もっとも興味を引いたのは、第三章の桂川甫周の次女今泉みねである。将軍御殿医の家に生まれたみねは、維新後佐賀藩出身の今泉利春と結婚する。今泉利春は佐賀の乱に連座して投獄され、出獄した時には西南戦争も終結していた。利春は自分が死んだら南洲墓地に葬ってほしいという遺志を抱いており、それに従って、生前交友のあった河野主一郎に頼み、みねは夫を南洲墓地に葬ることができた。今も西南戦争の戦死者ではない唯一の例外として、南洲墓地の一角に今泉利春は眠っているという。

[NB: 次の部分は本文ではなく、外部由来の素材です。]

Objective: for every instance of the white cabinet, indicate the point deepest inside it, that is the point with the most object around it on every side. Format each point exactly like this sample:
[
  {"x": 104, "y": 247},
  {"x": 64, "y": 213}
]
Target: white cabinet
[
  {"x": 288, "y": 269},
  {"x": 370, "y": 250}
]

本書では明治に入って名を成した旧幕臣や商人を数多く紹介しているが、実際には成功者よりも新しい世に適応できなかった失敗者の方がはるかに多かったに違いない。本書でも一家で餓死した旧幕臣や大奥の歴史が終わったことで実家に戻った奥女中の苦難などが描かれている。明治維新という変革は、数え切れない悲劇を生んだのである。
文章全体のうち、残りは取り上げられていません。